El secreto de mis ojos. Conversaciones con Emidio Capanna, un testigo de nuestra historia. Parte 1



Este título no quiere copiar ni generar polémica con el nombre de la película de Juan José Campanella y que ganara el Oscar en el año 2010, pero no encontraba algo parecido para rememorar las vivencias de Emidio Capanna a lo largo de sus casi ochenta y nueve años. Conocí a Emidio cuando empecé a trabajar en el Museo Histórico Municipal en marzo del 2009 y realmente debo considerar que no existe persona en vida que cuente la vida del Cañada de entonces como lo narra él a los largo de sus charlas y releyendo sus cuentos y narraciones. Este trabajo es un resumen de todo lo escrito por Capanna sumado a una serie de entrevista que le realicé a lo largo de estos años.


Hoy Emidio se siente orgulloso del crecimiento de la ciudad, y en reiteradas veces expresa su agradecimiento a la mentora del éxito cañadense en la actualidad, nuestra Intendente Municipal Dra. Stella Clérici. “He visto administrar a la mayoría de los intendentes pero como Stella no vi ninguno, tan práctica, tan sencilla, tan humilde y tan pujante. Si uno recorre los barrios y se acuerda como era antes, te das cuentas del crecimiento de Cañada, volvimos a nacer desde el momento que asumió esta mujer.”

La llegada al país de su familia se debe a las consecuencias que dejó en Italia la Primera Guerra Mundial donde dejó profundas grietas económicas y ante  el rumor de otra posible contienda Ángel Capanna  decide venirse a la Argentina junto a su esposa María y sus hijos Natalia, Vicenta y Emidio de apenas un año y medio de vida.

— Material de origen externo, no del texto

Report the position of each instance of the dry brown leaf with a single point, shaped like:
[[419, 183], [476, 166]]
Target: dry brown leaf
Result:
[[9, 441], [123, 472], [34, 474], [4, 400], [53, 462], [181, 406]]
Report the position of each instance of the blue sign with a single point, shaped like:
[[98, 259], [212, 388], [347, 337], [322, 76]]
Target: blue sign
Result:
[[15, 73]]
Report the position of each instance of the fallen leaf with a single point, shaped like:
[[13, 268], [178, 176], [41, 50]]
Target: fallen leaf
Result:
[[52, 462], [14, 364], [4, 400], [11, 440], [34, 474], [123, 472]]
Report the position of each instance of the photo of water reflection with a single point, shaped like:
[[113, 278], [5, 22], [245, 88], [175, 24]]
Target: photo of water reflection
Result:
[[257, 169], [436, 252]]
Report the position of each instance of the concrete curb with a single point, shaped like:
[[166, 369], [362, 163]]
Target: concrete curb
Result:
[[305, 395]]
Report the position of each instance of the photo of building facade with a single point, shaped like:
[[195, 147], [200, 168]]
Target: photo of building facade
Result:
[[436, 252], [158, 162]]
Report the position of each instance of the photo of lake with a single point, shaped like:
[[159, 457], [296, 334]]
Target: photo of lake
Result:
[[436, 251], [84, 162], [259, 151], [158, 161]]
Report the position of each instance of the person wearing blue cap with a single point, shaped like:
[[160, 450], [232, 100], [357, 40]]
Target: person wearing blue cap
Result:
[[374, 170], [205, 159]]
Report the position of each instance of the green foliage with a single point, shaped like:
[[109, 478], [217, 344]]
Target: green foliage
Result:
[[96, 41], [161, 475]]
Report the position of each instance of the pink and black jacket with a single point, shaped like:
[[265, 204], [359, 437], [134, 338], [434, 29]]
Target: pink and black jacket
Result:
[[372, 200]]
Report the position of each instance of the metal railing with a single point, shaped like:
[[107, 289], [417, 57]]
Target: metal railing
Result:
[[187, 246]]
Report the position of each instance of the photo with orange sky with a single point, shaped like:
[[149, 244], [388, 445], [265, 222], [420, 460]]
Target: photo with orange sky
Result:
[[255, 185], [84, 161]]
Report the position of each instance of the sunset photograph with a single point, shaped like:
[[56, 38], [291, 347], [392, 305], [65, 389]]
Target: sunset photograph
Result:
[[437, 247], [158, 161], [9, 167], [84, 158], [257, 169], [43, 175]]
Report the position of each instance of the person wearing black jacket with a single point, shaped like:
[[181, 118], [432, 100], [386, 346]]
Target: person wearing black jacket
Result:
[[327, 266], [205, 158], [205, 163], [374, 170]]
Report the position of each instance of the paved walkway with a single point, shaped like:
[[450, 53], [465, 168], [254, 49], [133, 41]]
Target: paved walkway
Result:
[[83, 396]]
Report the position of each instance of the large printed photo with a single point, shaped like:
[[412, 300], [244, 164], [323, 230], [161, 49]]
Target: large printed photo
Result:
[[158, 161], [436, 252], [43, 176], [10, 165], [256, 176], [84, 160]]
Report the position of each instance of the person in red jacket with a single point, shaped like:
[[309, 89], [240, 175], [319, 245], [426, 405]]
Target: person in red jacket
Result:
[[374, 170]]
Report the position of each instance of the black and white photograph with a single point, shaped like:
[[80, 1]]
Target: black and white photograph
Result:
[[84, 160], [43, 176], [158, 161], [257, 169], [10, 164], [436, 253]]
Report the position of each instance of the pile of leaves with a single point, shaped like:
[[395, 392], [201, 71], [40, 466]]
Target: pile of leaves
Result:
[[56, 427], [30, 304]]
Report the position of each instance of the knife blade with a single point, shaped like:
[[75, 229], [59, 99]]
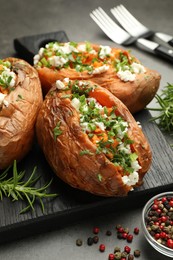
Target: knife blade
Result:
[[156, 48], [165, 37]]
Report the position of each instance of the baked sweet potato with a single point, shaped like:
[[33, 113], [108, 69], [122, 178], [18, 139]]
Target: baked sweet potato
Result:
[[20, 100], [112, 68], [91, 140]]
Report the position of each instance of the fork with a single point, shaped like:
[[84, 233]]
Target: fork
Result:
[[120, 36], [136, 28], [110, 28]]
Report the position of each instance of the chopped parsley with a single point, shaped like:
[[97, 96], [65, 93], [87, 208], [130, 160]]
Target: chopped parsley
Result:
[[57, 131]]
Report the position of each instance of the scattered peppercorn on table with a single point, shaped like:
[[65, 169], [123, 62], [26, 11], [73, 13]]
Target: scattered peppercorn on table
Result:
[[103, 235]]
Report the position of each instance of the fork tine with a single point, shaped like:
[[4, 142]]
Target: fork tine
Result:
[[130, 17], [128, 21], [110, 28]]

Emidio, el protagonista de esta historia nació en Penna Sant´Andrea el 27 de febrero de 1924, y cuenta que en alta mar “vinieron unos turcos que al verme a mí tan pequeño, rubio y de ojos celestes le ofrecieron a mi madre comprarme, te podes imaginar el susto de mamá que desesperada les quería hacer entender que de ninguna manera me vendería, pero fíjese lo que es la vida en febrero del ´56 me casé con Nieve, una turca, y de esta no me pude escapar…” Al llegar al país primero se instalaron en Devito, posteriormente en Marcos Juárez y finalmente en Cañada de Gómez. Al arribar, la familia de Carlos Bondi le dio hospedaje a los Capanna hasta que Ángel pudo alquilar cinco hectáreas y poder hacerse una linda quintita.

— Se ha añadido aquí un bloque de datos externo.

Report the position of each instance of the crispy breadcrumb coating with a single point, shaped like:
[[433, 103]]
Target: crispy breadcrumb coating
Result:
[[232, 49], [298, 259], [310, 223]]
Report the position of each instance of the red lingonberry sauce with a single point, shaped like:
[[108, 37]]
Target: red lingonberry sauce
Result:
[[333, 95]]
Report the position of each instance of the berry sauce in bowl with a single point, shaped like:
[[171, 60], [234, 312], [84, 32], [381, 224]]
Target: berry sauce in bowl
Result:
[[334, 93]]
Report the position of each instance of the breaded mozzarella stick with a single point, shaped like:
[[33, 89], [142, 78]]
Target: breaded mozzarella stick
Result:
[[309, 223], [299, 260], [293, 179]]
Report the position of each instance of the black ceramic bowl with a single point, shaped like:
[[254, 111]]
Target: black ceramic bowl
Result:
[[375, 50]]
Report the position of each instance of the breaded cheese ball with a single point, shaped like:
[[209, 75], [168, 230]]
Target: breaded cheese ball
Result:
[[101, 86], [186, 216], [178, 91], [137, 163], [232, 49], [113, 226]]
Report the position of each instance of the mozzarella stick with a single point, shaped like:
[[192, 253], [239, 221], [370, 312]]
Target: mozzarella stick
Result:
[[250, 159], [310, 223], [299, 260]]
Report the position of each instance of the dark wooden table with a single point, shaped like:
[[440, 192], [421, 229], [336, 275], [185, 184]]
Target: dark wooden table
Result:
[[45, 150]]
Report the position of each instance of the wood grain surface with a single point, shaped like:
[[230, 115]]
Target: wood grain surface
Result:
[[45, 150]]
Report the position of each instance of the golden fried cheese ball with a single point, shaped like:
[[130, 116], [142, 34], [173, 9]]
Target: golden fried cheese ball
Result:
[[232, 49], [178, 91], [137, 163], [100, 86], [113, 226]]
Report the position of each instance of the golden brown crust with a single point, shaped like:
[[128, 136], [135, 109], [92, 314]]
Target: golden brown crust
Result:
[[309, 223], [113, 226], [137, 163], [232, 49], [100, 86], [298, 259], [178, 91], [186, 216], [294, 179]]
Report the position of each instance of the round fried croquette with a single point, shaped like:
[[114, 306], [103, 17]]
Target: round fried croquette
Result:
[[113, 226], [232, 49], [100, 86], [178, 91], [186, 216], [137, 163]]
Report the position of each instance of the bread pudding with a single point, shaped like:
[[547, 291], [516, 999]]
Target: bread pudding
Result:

Su notable memoria hace que hoy podamos narrar los comienzos de Emidio en aquella joven ciudad que era Cañada de Gómez, en esos duros primeros pasos recuerda que con sólo ocho años  caminaba las calles vendiendo en una gran canasta de mimbre facturas, churros y pan caseros, y la principal clientela la encontraba en las puertas del viejo Colegio Nacional ubicado en la calle San Martín entre Ocampo y Ballesteros. Sobre el portón ubicado en esta última se ubicaba Emidio y su canasta a esperar el alumnado.

Fue así que entre café y café Emidio comienza su relato recordando que

«En aquel entonces las calles cañadenses eran de tierra húmeda en el invierno y de polvo volar en las calurosas jornadas del verano. Los callejones no tenían veredas y la mayoría de los terrenos estaban cercados con tejidos de alambres y muchos de ellos recubiertos de ligustrines. Era muy común en esos años ver las patas embarradas, ya que a raíz de las lluvias y la permanente humedad reinante en la zona, los habitantes de la ciudad se ensuciaban con el barro de sus calles y caminos.»   

En su preadolescencia Emidio solía acompañar a su madre con la jardinera a vender todas las verduras que cosechaban en la quinta, donde junto con sus hermanas trabajan desgranando con una máquina el maíz y embolsaban el marlo. Otro de las labores a que se dedicaba su padre era criar pollos y gallinas. En sus descansos suele soñar con aquellas vagonetas tiradas por caballos utilizadas por los lecheros, panaderos, verduleros, y otros repartidores. En cambio la mayoría de las mulas era utilizadas para los carros que se recolectaban la basura. Otro de los trabajos que realizó el joven Mimi fue el de ciruja, recolectando huesos, vidrios, hierro, entre otras cosas que se lo vendía a Mateo Novara.